New Bill to Amend the Reintegration Obligation for Small and Medium-sized Employers

On Friday, October 13, 2023, the Bill to amend the Reintegration Obligation in the Second Year of Illness for Employees of Small and Medium-sized Employers (in Dutch: “Wetsvoorstel tot wijziging van de re-integratieverplichting in het tweede ziektejaar bij werknemers van kleine en middelgrote werkgevers”) was opened for consultation.

The purpose of the Bill is to give small and medium-sized employers more flexibility and clarity. This is achieved by giving small and medium-sized employers the option to focus exclusively on second-track reintegration with another employer from the second year of illness and to proceed to sustainable replacement.

The proposed effective date of this Bill is not yet clear. The online consultation will remain open until November 24, 2023, and any adjustments to the proposal can be made thereafter.

Current reintegration obligation

When an employee becomes sick, the employer is obliged to continue paying at least 70% of salary for 104 weeks. During this period, the employer is expected to do what is reasonably possible to reintegrate the employee into suitable work. The focus here is to have the employee return to his own position with the employer (first track). In addition, the employer (usually from the second year of illness) can also focus on reintegration with another employer (second track). Both tracks should run in parallel. If the employer tries to reintegrate the employee in the second track this does not relieve the employer of the obligation to return within the own organization.

After two years of illness, the employer can submit a request for dismissal to the Employee Insurance Administration Agency (in Dutch: UWV). This will assess, among other things, whether the employer has fulfilled its reintegration obligations. If the UWV is of the opinion that the employer has not made sufficient efforts, the UWV can impose a wage penalty. This prolongs the duration during which salary payments must be sustained and the restriction on employee terminations remains in effect.

If the employee recovers before two years of illness, he is entitled to return to his own position. This gives small and medium-sized employers a lot of uncertainty because they cannot hire a permanent replacement at this position during the period of illness. After all, the job must be available again when the sick employee recovers.

What will change?

The proposed Bill provides that small and medium-sized employers will be allowed, from the beginning of the second year of illness (no earlier and no later), to focus exclusively on reintegration in the second track (external). This requires that the employer has met the conditions for closing the first year. In addition, the employee must agree to this (in writing). This consent must be given no later than the end of the first year of illness. Here the parties can make joint agreements. In the absence of consent, the employer must request permission from the UWV no later than in the 42nd week of illness.


If adopted, the bill has the consequence that the employer no longer needs to keep the employee’s job available from the second year of illness. The employer may subsequently hire a replacement in the position of the sick employee. If the employer has hired a replacement for the sick employee during the second year of illness and the sick employee recovers, the employer does not have to offer that job again to the recovered employee.

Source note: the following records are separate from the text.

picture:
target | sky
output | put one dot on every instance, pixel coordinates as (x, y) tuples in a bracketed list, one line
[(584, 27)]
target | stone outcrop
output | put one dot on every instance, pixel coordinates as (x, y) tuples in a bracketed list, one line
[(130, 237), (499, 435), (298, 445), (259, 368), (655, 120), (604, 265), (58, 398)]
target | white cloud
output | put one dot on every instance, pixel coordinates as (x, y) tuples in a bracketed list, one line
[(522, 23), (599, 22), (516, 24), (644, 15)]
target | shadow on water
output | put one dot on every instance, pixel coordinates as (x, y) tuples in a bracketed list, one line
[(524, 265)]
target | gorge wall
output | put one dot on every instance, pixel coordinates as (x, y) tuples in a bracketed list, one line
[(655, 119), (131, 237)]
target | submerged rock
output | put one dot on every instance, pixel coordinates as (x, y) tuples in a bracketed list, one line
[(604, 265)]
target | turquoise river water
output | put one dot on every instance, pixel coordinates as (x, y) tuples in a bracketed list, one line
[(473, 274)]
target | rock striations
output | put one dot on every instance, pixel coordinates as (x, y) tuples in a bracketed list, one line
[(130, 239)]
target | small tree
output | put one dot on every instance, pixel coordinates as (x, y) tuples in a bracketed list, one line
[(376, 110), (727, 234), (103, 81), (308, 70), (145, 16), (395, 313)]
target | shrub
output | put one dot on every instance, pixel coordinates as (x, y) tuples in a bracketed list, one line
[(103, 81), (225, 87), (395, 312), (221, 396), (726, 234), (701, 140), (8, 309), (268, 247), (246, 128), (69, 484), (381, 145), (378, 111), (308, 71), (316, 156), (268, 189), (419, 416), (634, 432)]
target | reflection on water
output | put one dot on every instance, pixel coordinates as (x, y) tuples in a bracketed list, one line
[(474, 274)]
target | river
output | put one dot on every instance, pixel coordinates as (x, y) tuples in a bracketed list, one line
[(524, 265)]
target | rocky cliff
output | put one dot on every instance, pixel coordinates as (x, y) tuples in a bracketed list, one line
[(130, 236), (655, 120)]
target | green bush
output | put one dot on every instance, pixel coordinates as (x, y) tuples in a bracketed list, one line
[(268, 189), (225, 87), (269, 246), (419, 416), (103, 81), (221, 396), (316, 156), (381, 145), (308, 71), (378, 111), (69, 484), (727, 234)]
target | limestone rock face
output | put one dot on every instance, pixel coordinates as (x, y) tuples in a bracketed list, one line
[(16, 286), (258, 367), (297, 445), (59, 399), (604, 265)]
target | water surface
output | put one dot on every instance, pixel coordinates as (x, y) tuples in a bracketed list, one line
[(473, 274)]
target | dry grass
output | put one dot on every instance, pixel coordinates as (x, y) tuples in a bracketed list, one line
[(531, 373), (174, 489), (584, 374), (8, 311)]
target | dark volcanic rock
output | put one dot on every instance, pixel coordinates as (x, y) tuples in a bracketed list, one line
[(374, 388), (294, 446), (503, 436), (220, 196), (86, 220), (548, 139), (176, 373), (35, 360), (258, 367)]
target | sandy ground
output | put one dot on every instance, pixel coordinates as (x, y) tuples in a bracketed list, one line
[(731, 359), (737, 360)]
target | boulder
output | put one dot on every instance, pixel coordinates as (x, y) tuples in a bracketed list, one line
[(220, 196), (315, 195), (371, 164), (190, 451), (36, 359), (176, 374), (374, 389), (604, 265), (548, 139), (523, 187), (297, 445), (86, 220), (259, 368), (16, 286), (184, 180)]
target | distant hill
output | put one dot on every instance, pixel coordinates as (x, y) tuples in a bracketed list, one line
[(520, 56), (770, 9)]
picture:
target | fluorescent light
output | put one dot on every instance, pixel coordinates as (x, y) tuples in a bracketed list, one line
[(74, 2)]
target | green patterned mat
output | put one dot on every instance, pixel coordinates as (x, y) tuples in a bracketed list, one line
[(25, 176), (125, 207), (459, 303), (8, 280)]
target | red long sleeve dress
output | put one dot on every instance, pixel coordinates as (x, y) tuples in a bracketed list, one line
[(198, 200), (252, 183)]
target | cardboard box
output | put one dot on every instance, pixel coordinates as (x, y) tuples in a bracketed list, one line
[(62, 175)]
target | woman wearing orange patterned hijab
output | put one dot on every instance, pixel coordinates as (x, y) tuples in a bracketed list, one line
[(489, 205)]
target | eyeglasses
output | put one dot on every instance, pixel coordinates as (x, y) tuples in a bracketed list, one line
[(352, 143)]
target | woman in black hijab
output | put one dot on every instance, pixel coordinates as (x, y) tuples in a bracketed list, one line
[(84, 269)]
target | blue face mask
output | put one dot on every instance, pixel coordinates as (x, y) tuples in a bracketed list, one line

However, the employer is required to continue paying the wages of this employee up to and including the 104th week from the first day of illness. The employer must also continue to make efforts to redeploy the employee to another employer through the 104th week.  If after 104th weeks the employee is not back at work, the employer can apply to the UWV for a dismissal permit. For this purpose, a new reasonable ground for dismissal is introduced within the dismissal system, to which small and medium-sized employers can appeal in case of completed reintegration in the first track, the j-ground. Here, as with the other grounds for dismissal, the employer must be able to demonstrate that there are no possibilities for reassignment.

Finally, the Bill also means that the employer no longer needs to have the employee reintegrated into the employer’s organization. However, both the employer and the employee must continue to make efforts to reintegrate the employee with another employer during the second year.